The following is an example of creating a simple transform that will translate an object by 6 units in the x direction and 12 units in the y direction:

AffineTransform at = new AffineTransform();

at.setToTranslation(6.0, 12.0);

One can then apply this transformation to a shape:

newShape = at.createTransformedShape(originalShape);


Given the velocity of our "ball", we need to figure out what angle to rotate our Shape so that it is pointing in the direction that the "ball" is travelling.  Effectively, you have to determine the angle of the velocity vector.  In order to do this, you need to figure out the arctangent of the vector coordinates.  However, the answer is complicated by the fact that the vector could be in one of the four quadrants.  This turns out to be a common operation, so conveniently, Java provides a function for it: Math.atan2(y, x).  The atan2 function returns an angle in radians by properly accounting for the sign of both x and y when calculating the arctangent.  With this rotation angle in hand, the AffineTransform can be set to include a rotation in its transformation.

Note:  AffineTransform has an override of is rotate method, rotate(double vecx, double vecy), that is the equivalent of calling rotate(Math.atan2(vecy,vecx)).    <== Careful, watch the order of the input parameters!

When dealing with rotations, always remember that a rotation is defined about the origin of the coordinate system, not the center of the shape!


Scaling will expand or contract the size of an object relative to the origin of the coordinate system.   For instance, if an object is located a distance away from the origin, a scaling operation greater than one will in cause the center of the object to move farther away from the origin as well as increase its size.


Adding Shapes to Ballworld

(The following assumes you are working on a branch of HW02.   If you are working on a HW03 branch, then the changes will be made to the Ball class or a subclass of Ball if you desire.)

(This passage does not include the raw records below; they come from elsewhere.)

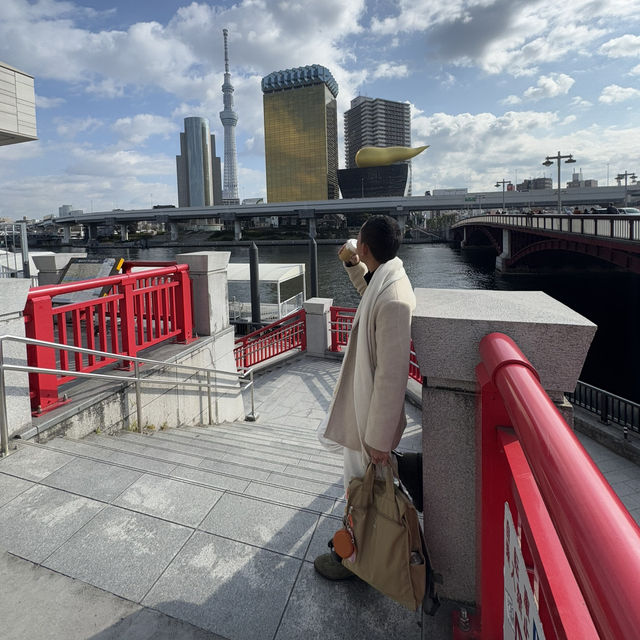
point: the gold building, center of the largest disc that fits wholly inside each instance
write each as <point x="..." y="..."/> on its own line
<point x="301" y="134"/>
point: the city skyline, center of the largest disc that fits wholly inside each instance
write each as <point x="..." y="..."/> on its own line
<point x="494" y="88"/>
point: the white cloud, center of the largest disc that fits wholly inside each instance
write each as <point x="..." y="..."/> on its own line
<point x="511" y="100"/>
<point x="43" y="102"/>
<point x="614" y="93"/>
<point x="551" y="86"/>
<point x="626" y="46"/>
<point x="577" y="102"/>
<point x="390" y="70"/>
<point x="142" y="126"/>
<point x="69" y="128"/>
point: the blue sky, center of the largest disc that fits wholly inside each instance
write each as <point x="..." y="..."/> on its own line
<point x="495" y="86"/>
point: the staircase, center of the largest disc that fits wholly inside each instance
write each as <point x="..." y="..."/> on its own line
<point x="213" y="526"/>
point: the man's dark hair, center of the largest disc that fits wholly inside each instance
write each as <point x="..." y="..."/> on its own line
<point x="382" y="235"/>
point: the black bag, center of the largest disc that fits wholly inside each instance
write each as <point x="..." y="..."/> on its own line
<point x="410" y="474"/>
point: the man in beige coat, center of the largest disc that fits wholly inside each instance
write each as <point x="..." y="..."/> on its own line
<point x="366" y="416"/>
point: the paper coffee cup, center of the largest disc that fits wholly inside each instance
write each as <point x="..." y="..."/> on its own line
<point x="348" y="250"/>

In order to better understand affine transformations and drawing shapes, we are going to add an "EllipseBall" to your Ballworld program.  You can start with any working version of your inheritance-based Ballworld program, but we recommend just continuing to work on the branch you created for last week's lab.  Then you can do the following:

  1. Add another ball class called EllipseBall that is a subclass of ABall.

  2. Your EllipseBall will need to contain both an AffineTransform and a Shape, which you should intialize as an Ellipse2D.Double.

  3. Our ellipses are just going to travel straight, so you can have an empty updateState method.

  4. You will need to override the paint method in order to properly transform and paint your ellipse.  Make sure your ellipse bounces off the walls correctly and always faces in the direction it is travelling.   Think very hard and carefully about what transforms (rotate, translate, scale) you want to perform and in what order you want them applied.   Remember that the AffineTransform adds transformations in reverse order!

When complete, everything should work as before and you should be able to create an EllipseBall that travels straight.  In the next homework, we will use these concepts to enable you to create other shapes that can be combined with your update strategies.


How big do you make the ellipse so that it appears to bounce as naturally as possible from the walls?   Try a number of widely varying aspect ratios (width vs. height) for the ellipse and try to come up with well-defined formulat for the "radius" of the "ball" that bounces most naturally for a given aspect ratio.   Drawing pictures of the bouncing ellipse will help a lot here.

If you get this far, continue in lab by trying to get an image to paint.   See Lec 12.   Since you don't have paint strategies yet, just hard-code the initialization of the image file into the constructor of your ball.